The remarks by Professor Jin Yinan, director of the strategic research institute at the PLA's National Defence University, is the latest salvo from China in a recent war of words over the South China Sea territorial spat.
The row erupted after the Global Times, a Chinese newspaper known for its often nationalistic reporting, claimed that Singapore insisted on adding contents that endorsed the Philippines' South China Sea arbitration case against China in the final document of the Summit of the Non-Aligned Movement (NAM) in Venezuela last month.
The report prompted Singapore's Ambassador to China Stanley Loh to issue a written rebuttal, saying Singapore did not raise the South China Sea or the tribunal ruling in Manila's favour at the NAM Summit.
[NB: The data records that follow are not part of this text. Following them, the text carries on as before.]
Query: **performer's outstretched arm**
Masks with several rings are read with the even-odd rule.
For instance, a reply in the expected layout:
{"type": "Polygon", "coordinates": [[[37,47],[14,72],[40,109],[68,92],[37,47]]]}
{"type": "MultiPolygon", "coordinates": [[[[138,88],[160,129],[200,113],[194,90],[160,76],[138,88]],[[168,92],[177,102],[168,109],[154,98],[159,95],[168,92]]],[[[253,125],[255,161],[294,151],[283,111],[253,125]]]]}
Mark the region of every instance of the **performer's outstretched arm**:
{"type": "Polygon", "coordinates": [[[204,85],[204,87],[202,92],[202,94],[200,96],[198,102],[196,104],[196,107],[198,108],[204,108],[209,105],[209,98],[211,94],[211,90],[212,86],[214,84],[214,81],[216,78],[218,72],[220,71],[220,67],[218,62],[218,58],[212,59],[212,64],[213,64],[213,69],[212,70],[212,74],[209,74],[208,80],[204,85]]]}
The proposal to update the South-east Asia paragraphs in the NAM document, said Mr Loh, was the consensus position of all 10 Asean members.
But Jin, in an interview with state-owned China National Radio on Thursday, accused Singapore of taking an active role in turning the South China Sea dispute into an international issue in recent years, South China Morning Post reported on Saturday (Oct 1).
Singapore, Jin said, had advised Washington on the matter and stirred up conflicts between the US and China.
"It's inevitable for China to strike back at Singapore, and not just on the public opinion front," Jin was quoted as saying according to SCMP.
"Since Singapore has gone thus far, we have got to do something, be it retaliation or sanction. We must express our discontent."
Jin confirmed to SCMP he had talked to CNR on Thursday and criticised Singapore, but he refused to detail what measures China might take to punish the country.
Lee Kuan Yew had 'lost Beijing's respect'
Jin has been part of China's delegation to the annual Shangri-La Dialogue, a regional security forum in Singapore, for the past two years.
In his interview with CNR, Jin said Singapore Prime Minster Lee Hsien Loong devoted his entire one-hour speech at last year's Shangri-La Dialogue to the matter.
"What's the full name of the Shangri-La Dialogue? Is it the Asia Security Summit? There are so many topics about Asian security, including unbalanced development, pollution, environment, climate, terrorism, racial problems ... But all the problems were ignored and the focus was just on China's South China Sea disputes," Jin was quoted as saying in the SCMP report.
"Who set up such a main topic?"
Jin said the Singapore government, which jointly organised the forum with British think tank the International Institute for Strategic Studies, had played the key role in sending the disputes to the top of the agenda.
The PLA major general also criticised late Singaporean prime minister Lee Kuan Yew, saying that it was on his advice to US President Barack Obama that caused Washington to turn its "pivot to Asia" into "the rebalance towards the Asia-Pacific".
Mr Lee Kuan Yew had lost Beijing's respect, said Jin.
"We understand [Singapore] has to survive among big countries," he said. "But now Singapore is not seeking balance among big countries - it is playing big countries off against each other ... this is playing with fire."
Jin questioned whether Singapore was remaining neutral between China and the United States. He also highlighted the strategic value of Singapore's Changi Naval Base to the US military, which stations littoral combat ships at the base.
But Jin said by opening the base to the Americans, Singapore was helping the US to establish a presence in an area crucial to China's oil imports.
"Singapore claims it is a non-aligned country and its Changi Naval Base is an open port. But why don't you invite the Chinese navy to berth at it?"
Spat 'reveals Singapore's true stance'
Meanwhile the Global Times has published another article critical of Singapore.
In a commentary run on Friday, the paper said the war of words over the NAM summit document "has revealed the true face of Singapore to the Chinese public".
While China feels affinity towards Singapore because of the countries' shared ethnic heritage and admiration for the Republic's success, Singapore doesn't feel such brotherly affection for China, the article said.
Instead, it added, "Singaporeans have fully embraced the Western world, sharing similar values and looking at global affairs from a Western perspective. They find more common ground with the US than with China over regional matters".
It called for China to abandon any "impractical illusions towards the city-state in terms of political affairs".
"It must be treated as an ordinary player in international politics and a close military partner of the US in the Asia-Pacific, which China can work with for mutual benefits, and can also be tough with when it crosses the line."